Cuando el principito volvió se encontró con dos zorros, un zorro que brillaba como el oro y otro capaz de hablar en idiomas.
Creyó que podría domesticarlos como había hecho con los pasados pero el principito era incapaz de ver las heridas más profundas que estos zorros portaban como bandera.
Los visitó todos los días, muchos días y ya se sentía triunfador, esperado. ¡Los zorros le hablaban! Se le acercaban muchas tardes y el principito estaba seguro de su éxito.
Pero los zorros también desaparecían en días, y ahí se quedaba el principito esperándolos junto a los campos de trigo. Entonces el enojo lo cegaba y juraba no volver a visitar a esos que nunca serían sus amigos.
El principito era ingenuo y era bueno y cuando veía pasar entre la hierba esas colas juguetonas que no lo llamaban, corría de todas formas trás ellas engañándose al pensar que existía un lazo que los unía.
Los zorros eran graciosos, amables y hermosos. ¿Cómo podía el principito no quererlos?
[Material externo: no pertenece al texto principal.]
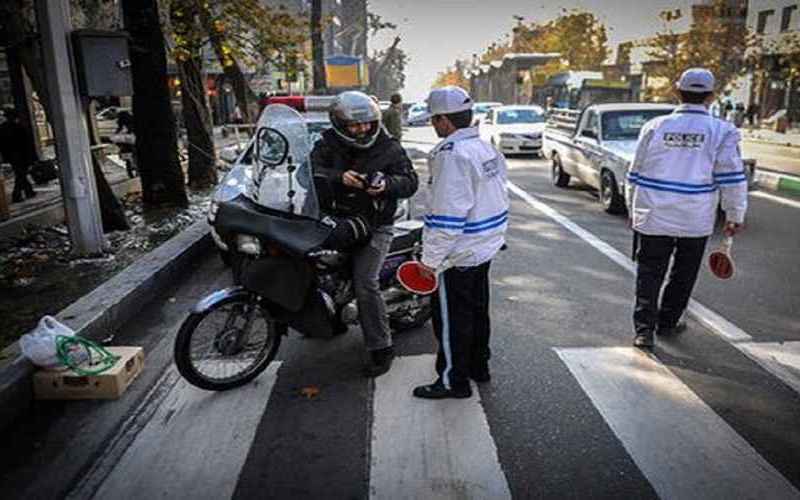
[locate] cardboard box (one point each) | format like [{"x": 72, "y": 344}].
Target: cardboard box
[{"x": 107, "y": 385}]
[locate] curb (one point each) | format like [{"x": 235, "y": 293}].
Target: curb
[
  {"x": 770, "y": 143},
  {"x": 96, "y": 315},
  {"x": 780, "y": 183}
]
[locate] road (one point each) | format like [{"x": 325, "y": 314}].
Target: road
[
  {"x": 773, "y": 157},
  {"x": 572, "y": 410}
]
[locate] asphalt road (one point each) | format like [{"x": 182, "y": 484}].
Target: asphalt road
[
  {"x": 572, "y": 411},
  {"x": 783, "y": 159}
]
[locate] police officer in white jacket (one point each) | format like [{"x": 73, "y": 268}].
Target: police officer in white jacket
[
  {"x": 685, "y": 163},
  {"x": 466, "y": 221}
]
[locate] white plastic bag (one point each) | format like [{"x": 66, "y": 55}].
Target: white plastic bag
[{"x": 39, "y": 346}]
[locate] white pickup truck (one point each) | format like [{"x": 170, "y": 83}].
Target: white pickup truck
[{"x": 597, "y": 145}]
Sin embargo el principito esperaba de ellos algo que no parecían capaces de darle. Los zorros recordaban las cosas que él les contaba de su rosa, recordaban sus historias y acariciaban sus piernas con sus colas de madera y oro, pero era sólo un juego. Los zorros no entendían de domesticar ni de ser domesticados, eran zorros libertarios y perdidos, que iban y volvían como el mar y que salían por los caminos a esperar la muerte, no la vida.